感情がないような瞳を真正面からとらえたとたん、ネビルの脳裏に不思議な光景が浮かんだ。
木だ。白い、細い木が、雑踏にも揺るがず佇んでいる。
ふと気がついた。ネビルにとって木や草花がこわくないように、彼女をこわがる必要もないのかもしれない。
だって彼女の言葉は、余分なものをなにも含んでいない。空に向かって葉を広げる枝のように、自由で、無防備で、堅実だった。

「箒に乗れない子は、まだけっこういるし、喧嘩なんて、強くなくていいんだよ」
「でも…」
「ネビルには、ほかにすることがある」
「ほかにって?」

自分より、少し背が高い彼女を見上げる。

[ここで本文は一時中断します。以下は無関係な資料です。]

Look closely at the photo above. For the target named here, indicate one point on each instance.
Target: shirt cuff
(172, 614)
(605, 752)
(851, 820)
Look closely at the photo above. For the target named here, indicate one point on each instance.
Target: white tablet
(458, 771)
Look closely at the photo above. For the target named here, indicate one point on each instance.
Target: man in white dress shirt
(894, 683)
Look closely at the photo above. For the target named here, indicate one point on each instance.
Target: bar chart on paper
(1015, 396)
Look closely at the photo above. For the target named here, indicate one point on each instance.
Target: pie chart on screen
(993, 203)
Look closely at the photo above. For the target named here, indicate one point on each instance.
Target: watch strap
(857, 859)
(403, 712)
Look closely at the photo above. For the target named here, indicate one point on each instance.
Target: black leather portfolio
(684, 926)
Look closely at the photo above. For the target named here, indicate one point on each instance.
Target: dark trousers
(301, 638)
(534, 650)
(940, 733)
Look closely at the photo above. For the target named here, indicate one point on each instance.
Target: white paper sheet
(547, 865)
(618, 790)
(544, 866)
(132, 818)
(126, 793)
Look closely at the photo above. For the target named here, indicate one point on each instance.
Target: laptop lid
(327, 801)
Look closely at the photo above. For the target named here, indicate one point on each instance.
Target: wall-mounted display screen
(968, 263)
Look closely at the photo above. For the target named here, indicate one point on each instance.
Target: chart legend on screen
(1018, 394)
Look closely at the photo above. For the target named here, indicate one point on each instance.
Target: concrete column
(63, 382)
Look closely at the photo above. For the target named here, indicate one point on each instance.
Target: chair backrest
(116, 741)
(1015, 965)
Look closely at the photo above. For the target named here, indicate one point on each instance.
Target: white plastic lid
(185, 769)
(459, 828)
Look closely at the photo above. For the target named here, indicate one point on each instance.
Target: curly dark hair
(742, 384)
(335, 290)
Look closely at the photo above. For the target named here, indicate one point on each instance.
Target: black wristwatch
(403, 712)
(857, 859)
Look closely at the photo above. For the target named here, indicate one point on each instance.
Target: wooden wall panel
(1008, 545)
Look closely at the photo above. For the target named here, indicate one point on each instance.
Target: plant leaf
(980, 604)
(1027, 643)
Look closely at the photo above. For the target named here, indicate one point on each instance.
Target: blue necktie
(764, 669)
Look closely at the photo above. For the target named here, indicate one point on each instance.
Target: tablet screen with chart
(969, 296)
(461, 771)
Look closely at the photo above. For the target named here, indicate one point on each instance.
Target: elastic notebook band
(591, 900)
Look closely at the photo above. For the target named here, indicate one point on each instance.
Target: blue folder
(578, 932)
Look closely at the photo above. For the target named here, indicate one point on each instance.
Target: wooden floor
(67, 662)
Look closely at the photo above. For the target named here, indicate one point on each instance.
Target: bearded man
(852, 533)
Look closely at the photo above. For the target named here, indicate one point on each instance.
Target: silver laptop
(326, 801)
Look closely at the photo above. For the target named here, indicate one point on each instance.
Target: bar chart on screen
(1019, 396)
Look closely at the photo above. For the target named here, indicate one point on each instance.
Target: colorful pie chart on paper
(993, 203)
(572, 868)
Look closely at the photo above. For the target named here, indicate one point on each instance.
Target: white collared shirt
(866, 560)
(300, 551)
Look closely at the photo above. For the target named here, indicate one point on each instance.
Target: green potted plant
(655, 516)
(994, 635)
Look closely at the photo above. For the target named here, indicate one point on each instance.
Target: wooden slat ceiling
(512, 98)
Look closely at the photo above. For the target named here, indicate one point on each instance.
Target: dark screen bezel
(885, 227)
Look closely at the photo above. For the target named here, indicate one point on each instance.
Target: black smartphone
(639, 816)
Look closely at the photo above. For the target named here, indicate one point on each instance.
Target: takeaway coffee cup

彼女は顔をあげ、なにかを思い出すように宙を見つめた。

「前にだれかが、人はかならず、役目を与えられて、この世に生まれてくるって言ってた」
「役割」思わずつぶやいた。
そうだね、というように彼女がうなづく。
「ネビルにも、ネビルにしかできない、役割が用意されているんだよ」
「ほんとうに?」
「うん」

彼女は再び振り返ると、歩き出していく。ついて行こうとすると、「<まぁ、たぶんだけど>」と声を発した。
ネビルは驚いて、戸惑い、急いであとを追った。「いま、なんて言ったの? 日本語?」

廊下の先から少しづつ、賑やかな音が聞こえてくる。彼も気がつないうちに、ネビルは彼女の隣を歩いていた。
「日本語が話せるの?」
「まだ話せるみたい。意外と忘れないみたいだね」
ネビルが追いついたのか、彼女が歩調を合わしたのか、それはわからなかった。




大広間まで送り届けると、彼女はネビルと別れた。
ひとりになったところで、細い隙間から炭酸が抜けるような音が、玄関ホールに響いた。周りを見回すまでもなく、樫の扉の影から、ハグリットが顔を出しているのを見つける。
もしかして、あれで隠れているつもりだろうか。
こちらに手招きしていた。

「なにをしてるの」

彼女は不審に思いながらも、ハグリットに近づく。毛虫みたいな眉を中央に寄せ、口元に指を立て、彼はいやに周囲を気にする。
「どうしたの」とさらに問うと、大きな腹を邪魔そうに身を屈め、声を潜めた。